Salted Honey Lavender Cake (Print Version)

Light cake with floral lavender and salted honey drizzle, ideal for spring gatherings or tea time.

# What You'll Need:

→ Cake

01 - 1 1/2 cups all-purpose flour
02 - 1 1/2 teaspoons baking powder
03 - 1/2 teaspoon fine sea salt
04 - 1 tablespoon dried culinary lavender buds
05 - 1/2 cup unsalted butter, softened
06 - 3/4 cup granulated sugar
07 - 2 large eggs, room temperature
08 - 1/3 cup honey
09 - 1 teaspoon pure vanilla extract
10 - 2/3 cup whole milk, room temperature

→ Salted Honey Drizzle

11 - 1/3 cup honey
12 - 1 tablespoon unsalted butter
13 - 1/2 teaspoon flaky sea salt

# How to Make It:

01 - Preheat oven to 350°F. Grease and flour an 8-inch round cake pan, then line the bottom with parchment paper.
02 - In a small bowl, whisk together flour, baking powder, salt, and lavender buds.
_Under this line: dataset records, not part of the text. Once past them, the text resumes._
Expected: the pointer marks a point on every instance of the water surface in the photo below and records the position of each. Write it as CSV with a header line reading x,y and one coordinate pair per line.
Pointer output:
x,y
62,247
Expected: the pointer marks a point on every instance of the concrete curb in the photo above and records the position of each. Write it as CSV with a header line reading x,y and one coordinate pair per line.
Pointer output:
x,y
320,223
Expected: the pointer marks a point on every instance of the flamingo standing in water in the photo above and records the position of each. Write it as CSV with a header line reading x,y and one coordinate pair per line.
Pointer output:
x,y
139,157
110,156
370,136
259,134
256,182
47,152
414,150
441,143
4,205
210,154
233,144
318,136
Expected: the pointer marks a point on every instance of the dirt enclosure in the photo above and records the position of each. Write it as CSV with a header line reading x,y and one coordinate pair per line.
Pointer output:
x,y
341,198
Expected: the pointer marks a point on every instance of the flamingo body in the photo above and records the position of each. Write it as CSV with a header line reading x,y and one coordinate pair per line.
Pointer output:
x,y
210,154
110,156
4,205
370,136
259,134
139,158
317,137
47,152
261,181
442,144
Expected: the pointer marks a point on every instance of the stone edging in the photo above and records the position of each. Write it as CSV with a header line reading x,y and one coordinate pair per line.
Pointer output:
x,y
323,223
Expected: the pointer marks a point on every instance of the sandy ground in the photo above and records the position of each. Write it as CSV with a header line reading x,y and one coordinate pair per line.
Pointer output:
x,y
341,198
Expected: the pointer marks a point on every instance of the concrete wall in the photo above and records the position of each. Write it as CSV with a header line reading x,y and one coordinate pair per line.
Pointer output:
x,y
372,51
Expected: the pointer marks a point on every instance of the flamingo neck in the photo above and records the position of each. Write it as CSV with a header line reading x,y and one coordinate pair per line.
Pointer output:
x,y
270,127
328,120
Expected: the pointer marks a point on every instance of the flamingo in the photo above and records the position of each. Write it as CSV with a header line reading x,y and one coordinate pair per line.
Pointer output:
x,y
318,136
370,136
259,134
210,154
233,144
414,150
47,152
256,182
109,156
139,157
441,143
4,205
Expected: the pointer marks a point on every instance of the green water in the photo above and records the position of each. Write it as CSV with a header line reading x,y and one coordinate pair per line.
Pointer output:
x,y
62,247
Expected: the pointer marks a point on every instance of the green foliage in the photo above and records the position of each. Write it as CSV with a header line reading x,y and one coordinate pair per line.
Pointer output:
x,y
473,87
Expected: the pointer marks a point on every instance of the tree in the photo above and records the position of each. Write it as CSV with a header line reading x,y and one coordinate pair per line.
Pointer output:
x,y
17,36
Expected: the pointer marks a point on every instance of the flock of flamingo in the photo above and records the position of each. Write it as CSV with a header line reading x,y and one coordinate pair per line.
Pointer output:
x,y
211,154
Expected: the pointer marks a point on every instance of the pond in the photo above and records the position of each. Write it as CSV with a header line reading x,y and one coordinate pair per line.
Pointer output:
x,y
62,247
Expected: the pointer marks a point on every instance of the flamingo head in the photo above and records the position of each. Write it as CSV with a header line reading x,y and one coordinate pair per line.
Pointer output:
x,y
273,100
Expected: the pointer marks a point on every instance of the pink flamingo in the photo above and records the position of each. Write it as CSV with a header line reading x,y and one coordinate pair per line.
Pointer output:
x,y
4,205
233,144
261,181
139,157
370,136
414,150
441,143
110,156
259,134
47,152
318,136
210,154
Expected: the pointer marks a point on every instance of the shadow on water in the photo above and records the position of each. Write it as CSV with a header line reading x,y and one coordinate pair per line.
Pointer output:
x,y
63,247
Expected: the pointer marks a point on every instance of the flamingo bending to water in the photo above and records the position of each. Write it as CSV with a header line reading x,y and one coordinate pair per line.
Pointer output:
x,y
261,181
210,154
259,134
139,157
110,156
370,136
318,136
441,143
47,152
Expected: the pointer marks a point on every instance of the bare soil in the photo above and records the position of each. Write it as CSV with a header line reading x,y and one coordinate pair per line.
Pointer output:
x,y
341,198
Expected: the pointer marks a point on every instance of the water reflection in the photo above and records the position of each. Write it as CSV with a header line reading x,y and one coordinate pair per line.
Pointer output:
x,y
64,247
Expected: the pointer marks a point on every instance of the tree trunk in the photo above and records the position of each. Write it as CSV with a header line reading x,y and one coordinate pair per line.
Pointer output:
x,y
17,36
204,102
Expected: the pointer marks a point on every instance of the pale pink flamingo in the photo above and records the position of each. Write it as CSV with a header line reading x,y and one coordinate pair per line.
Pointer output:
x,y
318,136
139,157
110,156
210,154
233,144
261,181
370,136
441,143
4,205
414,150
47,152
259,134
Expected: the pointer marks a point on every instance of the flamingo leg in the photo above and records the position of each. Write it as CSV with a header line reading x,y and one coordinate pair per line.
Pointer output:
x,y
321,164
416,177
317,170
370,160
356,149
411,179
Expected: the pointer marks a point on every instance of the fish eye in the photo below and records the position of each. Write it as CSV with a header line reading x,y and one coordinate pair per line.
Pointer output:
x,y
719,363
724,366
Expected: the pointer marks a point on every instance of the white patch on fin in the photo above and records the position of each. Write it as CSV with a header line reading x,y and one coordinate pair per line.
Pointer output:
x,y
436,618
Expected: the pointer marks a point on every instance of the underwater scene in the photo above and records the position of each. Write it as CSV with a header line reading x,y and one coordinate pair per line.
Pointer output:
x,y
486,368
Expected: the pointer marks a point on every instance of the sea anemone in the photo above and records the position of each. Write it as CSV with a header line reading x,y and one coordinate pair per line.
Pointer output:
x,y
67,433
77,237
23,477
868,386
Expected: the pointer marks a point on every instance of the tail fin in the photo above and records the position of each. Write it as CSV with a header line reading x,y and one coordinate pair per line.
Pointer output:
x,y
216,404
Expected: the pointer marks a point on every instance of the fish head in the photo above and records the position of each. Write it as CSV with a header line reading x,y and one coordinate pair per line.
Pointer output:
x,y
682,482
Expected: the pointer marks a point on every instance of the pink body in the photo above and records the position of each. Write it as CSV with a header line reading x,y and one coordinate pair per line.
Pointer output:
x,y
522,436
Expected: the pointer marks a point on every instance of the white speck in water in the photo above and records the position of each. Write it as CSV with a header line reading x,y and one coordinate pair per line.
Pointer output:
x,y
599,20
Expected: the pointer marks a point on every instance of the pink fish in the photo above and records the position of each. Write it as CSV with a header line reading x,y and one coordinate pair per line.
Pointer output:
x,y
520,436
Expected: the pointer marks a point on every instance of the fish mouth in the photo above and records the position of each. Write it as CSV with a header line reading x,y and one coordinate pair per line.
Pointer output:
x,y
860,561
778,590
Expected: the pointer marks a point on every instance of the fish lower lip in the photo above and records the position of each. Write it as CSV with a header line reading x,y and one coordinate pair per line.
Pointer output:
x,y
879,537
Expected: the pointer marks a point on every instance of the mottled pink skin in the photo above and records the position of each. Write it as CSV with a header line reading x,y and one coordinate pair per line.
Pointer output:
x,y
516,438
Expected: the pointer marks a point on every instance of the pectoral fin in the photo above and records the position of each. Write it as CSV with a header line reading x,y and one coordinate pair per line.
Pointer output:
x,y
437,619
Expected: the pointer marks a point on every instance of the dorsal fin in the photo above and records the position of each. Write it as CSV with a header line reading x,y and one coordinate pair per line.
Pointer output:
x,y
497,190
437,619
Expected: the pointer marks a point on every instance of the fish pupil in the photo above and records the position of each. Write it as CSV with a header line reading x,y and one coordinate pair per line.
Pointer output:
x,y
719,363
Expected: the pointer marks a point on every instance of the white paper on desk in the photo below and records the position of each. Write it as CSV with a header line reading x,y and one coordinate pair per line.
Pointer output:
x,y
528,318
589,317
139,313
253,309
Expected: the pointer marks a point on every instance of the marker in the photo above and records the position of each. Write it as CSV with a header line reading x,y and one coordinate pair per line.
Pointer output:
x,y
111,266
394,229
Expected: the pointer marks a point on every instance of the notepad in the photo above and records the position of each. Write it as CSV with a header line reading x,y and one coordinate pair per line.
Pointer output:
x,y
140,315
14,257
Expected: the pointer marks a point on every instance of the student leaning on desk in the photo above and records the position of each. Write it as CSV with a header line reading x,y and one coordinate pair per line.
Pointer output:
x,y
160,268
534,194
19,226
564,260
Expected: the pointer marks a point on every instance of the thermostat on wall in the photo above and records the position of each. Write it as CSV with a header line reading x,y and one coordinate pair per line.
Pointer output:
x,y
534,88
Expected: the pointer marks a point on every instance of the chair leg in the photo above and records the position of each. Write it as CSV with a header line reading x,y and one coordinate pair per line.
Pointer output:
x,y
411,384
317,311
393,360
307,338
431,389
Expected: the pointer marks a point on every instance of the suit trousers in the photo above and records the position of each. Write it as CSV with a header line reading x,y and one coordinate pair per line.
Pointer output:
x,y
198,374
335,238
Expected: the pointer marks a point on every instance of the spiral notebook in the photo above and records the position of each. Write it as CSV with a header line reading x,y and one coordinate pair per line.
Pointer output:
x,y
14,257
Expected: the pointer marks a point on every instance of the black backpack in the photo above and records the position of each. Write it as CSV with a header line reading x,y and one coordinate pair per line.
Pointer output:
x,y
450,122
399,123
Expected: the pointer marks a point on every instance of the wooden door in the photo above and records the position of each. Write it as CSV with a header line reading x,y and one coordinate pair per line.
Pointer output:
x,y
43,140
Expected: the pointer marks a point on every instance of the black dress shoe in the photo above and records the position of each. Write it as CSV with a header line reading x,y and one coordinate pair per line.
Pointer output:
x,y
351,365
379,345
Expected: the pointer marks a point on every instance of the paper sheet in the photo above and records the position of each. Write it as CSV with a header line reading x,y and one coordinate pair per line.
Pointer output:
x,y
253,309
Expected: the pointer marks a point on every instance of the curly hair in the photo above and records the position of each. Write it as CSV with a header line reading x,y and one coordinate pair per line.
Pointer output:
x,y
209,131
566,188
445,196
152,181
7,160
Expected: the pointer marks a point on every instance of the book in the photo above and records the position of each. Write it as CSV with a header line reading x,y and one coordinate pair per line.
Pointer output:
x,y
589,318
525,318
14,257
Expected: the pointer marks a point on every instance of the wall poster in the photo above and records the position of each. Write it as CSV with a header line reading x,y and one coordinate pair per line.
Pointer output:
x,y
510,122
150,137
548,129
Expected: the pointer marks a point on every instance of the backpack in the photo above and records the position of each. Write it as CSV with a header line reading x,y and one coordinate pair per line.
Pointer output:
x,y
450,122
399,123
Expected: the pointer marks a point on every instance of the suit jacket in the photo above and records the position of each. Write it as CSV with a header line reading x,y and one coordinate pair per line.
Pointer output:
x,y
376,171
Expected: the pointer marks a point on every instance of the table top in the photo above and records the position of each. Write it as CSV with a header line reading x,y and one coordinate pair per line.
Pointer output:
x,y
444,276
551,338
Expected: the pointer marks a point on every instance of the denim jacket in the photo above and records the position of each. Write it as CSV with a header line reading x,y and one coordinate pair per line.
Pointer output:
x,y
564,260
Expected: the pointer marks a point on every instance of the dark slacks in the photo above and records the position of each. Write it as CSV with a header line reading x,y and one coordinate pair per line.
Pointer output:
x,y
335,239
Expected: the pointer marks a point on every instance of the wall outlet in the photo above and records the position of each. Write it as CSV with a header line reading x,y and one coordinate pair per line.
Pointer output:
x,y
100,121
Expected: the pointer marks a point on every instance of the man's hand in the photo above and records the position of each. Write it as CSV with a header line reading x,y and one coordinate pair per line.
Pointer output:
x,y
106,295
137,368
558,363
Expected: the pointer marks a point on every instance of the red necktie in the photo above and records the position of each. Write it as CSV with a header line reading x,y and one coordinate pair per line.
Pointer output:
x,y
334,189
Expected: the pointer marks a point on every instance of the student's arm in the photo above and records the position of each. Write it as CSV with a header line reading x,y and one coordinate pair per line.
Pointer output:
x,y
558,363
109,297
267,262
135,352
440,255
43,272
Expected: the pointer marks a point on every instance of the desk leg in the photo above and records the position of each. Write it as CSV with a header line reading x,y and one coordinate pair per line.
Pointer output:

Set aside.
03 - In a large mixing bowl, cream butter and sugar together until light and fluffy, approximately 3 minutes.
04 - Beat in eggs one at a time, mixing well after each addition. Stir in honey and vanilla extract.
05 - Add dry ingredients to wet ingredients in two batches, alternating with milk. Begin and end with dry ingredients. Mix until just combined.
06 - Pour batter into prepared cake pan and smooth the top surface.
07 - Bake for 28 to 32 minutes, or until a toothpick inserted into the center comes out clean. Cool in pan for 10 minutes, then turn out onto a wire rack to cool completely.
08 - Combine honey and butter in a small saucepan over low heat. Stir until melted and smooth. Remove from heat and stir in flaky sea salt.
09 - Once cake has cooled completely, drizzle salted honey mixture over the top. Allow drizzle to set for 10 minutes before serving.

# Additional Tips::

01 -
  • The lavender flavor is sophisticated but subtle—it tastes like elegance without any soapy edge that makes you question your choices.
  • That salted honey drizzle transforms everything, hitting you with sweet and salty in a way that makes people ask for seconds before they finish their first slice.
  • It's genuinely medium difficulty, meaning you won't need a pastry degree but you'll feel accomplished once it comes out of the oven.
02 -
  • Lavender flavor gets lost if you bake the batter too long or at too high a temperature—450°F is way too hot and will kill the floral notes completely, so trust the 350°F.
  • Underbaked cakes look beautiful when you slice into them, but this one needs full baking because the structure depends on it, even though the crumb stays tender.
  • If your honey drizzle hardens too much before you pour it, just rewarm it gently for 30 seconds; if it's too thin, you've added too much butter and should start over with the proportions.
03 -
  • If you can't find culinary lavender, don't substitute with decorative lavender from a craft store—order it online or check specialty baking sections; the flavor difference is real and it matters.
  • Mix the lavender buds into your dry ingredients by hand rather than grinding them, as grinding releases oils that can make the flavor too intense.
  • The drizzle tastes best applied to a completely cooled cake, but looks most beautiful if you use a fork to create thin streams rather than pouring it all at once.